Photo: Bad River, Joshua Mayer/Flickr
There’s a little ditty that goes “Second verse, same as the first…”
It’s been stuck in my head since I first glanced at the new draft of the mining bill Assembly Republicans put out today. This draft is as bad as the first in terms of its implications for the environment and public input. Here’s our initial take on it. Rest assured that our legal staff and government relations director are combing through the 180-page draft.
Assembly Republicans’ Mining Bill Bad for the Environment
New draft much like the first, cutting environmental protections and slashing public input
December 8, 2011
MADISON — Despite public outcry earlier in the year, Assembly Republicans released their draft of a new mining bill today that is very similar to the draft mining bill shelved earlier this spring. The bill introduced today still slashes public input and exempts iron mining from existing environmental laws.
“They obviously haven’t listened to the people and didn’t learn from the last fiasco, the draft mining bill leaked last spring,” says Amber Meyer Smith, director of government relations for Clean Wisconsin. “I don’t know how anyone could say with a straight face that this bill doesn’t contain huge rollbacks to environmental laws and gut the public input process.”The Legislature is rewriting Wisconsin’s mining laws as Gogebic Taconite, a subsidiary of a West Virginia-based mining corporation called the Cline Group, proposes to build a massive strip mine near Ashland, Wisconsin. The corporation has leased the mineral rights to 22,000 acres in the Penokee Range, at the headwaters of the pristine Bad River. A draft mining bill released this spring contained language that would have fast-tracked mining proposals, limited public input and provided for an unprecedented elimination of environmental protections. That bill was shelved after immense public outcry.Written in secret, the bill introduced today, LRB 3520, has many of the same egregious provisions the original contained. The new bill still takes away citizens’ legal rights and eliminates other avenues of public input during the permitting process. The bill eliminates any meaningful DNR review of a mining permit, and at the same time denies the public the chance to hold mining companies accountable for their actions.The bill takes aim at current laws that protect high-quality wetlands, drinking water sources, trout streams, and clean air and water.
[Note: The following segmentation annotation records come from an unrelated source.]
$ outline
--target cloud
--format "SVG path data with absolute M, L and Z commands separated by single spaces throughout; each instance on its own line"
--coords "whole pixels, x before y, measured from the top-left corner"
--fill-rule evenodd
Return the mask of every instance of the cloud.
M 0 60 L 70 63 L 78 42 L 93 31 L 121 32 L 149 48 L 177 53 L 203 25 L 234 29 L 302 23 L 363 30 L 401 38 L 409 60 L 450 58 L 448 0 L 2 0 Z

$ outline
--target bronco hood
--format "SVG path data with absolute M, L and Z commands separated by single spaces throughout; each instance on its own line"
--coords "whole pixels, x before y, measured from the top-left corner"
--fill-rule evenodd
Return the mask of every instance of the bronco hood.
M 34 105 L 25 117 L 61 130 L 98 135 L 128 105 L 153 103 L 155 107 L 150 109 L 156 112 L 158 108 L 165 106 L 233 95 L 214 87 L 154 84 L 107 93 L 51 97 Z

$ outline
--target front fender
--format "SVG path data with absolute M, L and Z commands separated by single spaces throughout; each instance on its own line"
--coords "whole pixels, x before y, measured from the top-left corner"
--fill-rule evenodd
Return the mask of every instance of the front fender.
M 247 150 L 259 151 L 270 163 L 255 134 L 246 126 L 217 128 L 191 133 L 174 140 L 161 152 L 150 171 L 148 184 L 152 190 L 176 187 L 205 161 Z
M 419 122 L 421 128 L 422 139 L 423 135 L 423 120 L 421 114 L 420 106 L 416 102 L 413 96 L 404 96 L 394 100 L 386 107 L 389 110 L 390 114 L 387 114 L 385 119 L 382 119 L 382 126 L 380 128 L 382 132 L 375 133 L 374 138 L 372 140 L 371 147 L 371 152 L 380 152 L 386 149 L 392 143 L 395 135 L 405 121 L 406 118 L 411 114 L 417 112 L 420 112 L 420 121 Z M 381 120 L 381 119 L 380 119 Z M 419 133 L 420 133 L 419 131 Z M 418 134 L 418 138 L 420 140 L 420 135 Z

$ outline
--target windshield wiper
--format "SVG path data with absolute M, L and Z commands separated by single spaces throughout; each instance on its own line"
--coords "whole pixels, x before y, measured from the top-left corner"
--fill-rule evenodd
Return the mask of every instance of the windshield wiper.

The language of the bill actually states that the destruction of natural resources “is presumed to be necessary” for a mine.
Assembly Republicans will hold a public hearing on the bill next Wednesday, Dec. 14 at 10 a.m. at Wisconsin State Fair Park. Leadership has indicated this is the only hearing they will have on the bill.“This bill clearly puts the profits of wealthy out-of-state strip mining executives ahead of public health and environmental protections in our state,” says Smith. “A majority of Wisconsinites have already said they don’t support changes to mining law that are detrimental to the environment, but today’s bill ignores that.”